平沼:質問挟ましてもらっているんですけど、建築家の役割ってどうお考えですかね。

北川原:月並みの答えになっちゃうけど、やっぱり社会には問題がいっぱいありますよね。その中で建築家っていうのはやっぱりハードウェアとしての観点からどのように調整したり解決していくのかっていうのを考えるプロフェッショナルじゃないといけないな、と思っていて。自分の内部から出てくるものをそのまま表出するだけでは、やっぱり建築にならないと思っていますよね。

平沼:うん。

北川原:僕は誤解されてる気がするんですけどね。

芦澤:アーティスト的にみられる。

北川原:なんか好きなことやってるんじゃないか、みたいに思われちゃうところがあったかもしれないけど、実は僕はすごく気が小っちゃくてですね、長野県の人って気が小っちゃいんですよ。いろんなことを気にしながらものを作りますから、調整したり最適解を考えていくってのは割と得意なのかも。

平沼:伊東さんも長野?

北川原:あっ、そうですね、伊東さんも長野ですね。

平沼:藤森さん。

北川原:藤森さんはもう自分の中にあるものをバーッと出しちゃう野性的な人だけど。

平沼:はははは。

北川原:北杜市が映ってますが、大学の研究室で受託研究って言うのを北杜市からいただいてまして、北杜市の小淵沢界隈を面白くしていこうっていうの研究しているわけです。ここに今映っているのが小淵沢の特徴なんですけれど、とても市民芸術活動が盛んですね。ものを作っていく時に、みんなでいろいろ考えようよっていうことで、JR小淵沢駅と小淵沢駅前広場ですね、これを研究室の方でコンセプトを考えてデザインをしたわけです。今、工事が始まっているところですね。この石垣がですね、僕が本当にうるさいこと言って、綺麗にちゃんと作るなと。不揃いの石を集めてきて、それをうまく組合わせていって、いわゆる野積みっていうんですけどね。
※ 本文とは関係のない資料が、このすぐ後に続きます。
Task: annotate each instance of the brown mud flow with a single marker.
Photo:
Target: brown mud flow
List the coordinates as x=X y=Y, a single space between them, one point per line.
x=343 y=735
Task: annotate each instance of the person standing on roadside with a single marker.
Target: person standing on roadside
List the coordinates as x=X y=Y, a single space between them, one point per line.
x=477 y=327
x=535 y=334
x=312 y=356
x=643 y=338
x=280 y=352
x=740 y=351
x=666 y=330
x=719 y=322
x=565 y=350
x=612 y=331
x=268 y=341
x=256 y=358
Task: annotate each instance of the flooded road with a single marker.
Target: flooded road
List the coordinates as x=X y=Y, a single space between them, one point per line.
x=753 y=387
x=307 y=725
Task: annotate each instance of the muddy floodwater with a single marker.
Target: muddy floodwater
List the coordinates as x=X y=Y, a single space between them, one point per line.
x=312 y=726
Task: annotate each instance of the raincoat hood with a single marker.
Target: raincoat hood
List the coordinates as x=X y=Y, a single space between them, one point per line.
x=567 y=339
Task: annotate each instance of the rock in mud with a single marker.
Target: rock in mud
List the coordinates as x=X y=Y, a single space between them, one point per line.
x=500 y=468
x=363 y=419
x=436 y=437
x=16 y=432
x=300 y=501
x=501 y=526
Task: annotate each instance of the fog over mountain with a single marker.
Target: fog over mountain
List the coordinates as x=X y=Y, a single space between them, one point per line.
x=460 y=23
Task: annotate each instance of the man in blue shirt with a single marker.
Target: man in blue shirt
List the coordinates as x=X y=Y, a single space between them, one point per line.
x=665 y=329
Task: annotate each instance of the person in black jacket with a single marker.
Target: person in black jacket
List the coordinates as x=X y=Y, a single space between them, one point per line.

昔は棚田とか段々畑なんかも小さな石垣を、農家の人が自分で持てるサイズの石を持ってきて積んで作ったわけで、それが原風景になってるんですけど。これは駅広の石垣で高さがある、4mぐらいあったりしますので、大きな石も必要でですね。小さい石や大きい石をいろいろ取り混ぜて、丁度今映ってるこのお兄さんが監督なんですけどね、この石垣の。すごくセンスがあってですね。本当に思い通りの石垣を作ってくれて、いい感じになりましたね。そういうプロジェクトやりながら、芸大の学生たちが小淵沢に行って、いろいろ面白いことを市民の人たちと、音楽祭みたいなのをやったり、いろんなまちづくりの提案もしたりしていて。商店街全部を真っ白に塗っちゃおうとかですね、それはちょっと無理そうなんですけど。これは多分やるんですが、これはいずれ壊す小淵沢駅のトイレなんですが、まず白く塗って、そこにフレームを作って、インスタレーションみたいなものなんですが。それをこのトイレだけじゃなくて、駅そのものも壊す前に真っ白に塗って、そこにフレームインスタレーションをやって、そのフレームは移設して新しい駅前広場に置きましょうという提案をしている。

芦澤:フレームは、どんな意味と言いますか、どういう仕掛けなんでしょう。

北川原:フレームのデザインは僕は一切口を出してなくて、学生たちが模型を何十個も作って。学生たちの話を聞いてると、あの辺って農家が古くからあるわけですが、その農家の家の形とそれから山の形、それを重ね合わせて一生懸命スタディして、ああいうちょっと不定形のフレームになったと。昔、ロバート・ヴェンチューリがアメリカで家の形のフレームをデザインしたことがあったけど、ちょっと僕はそれを思い出したけどそういうことは言わずに(笑)学生たちの思い通りのものを作りなさいって言って。なかなかいいなと思いますね。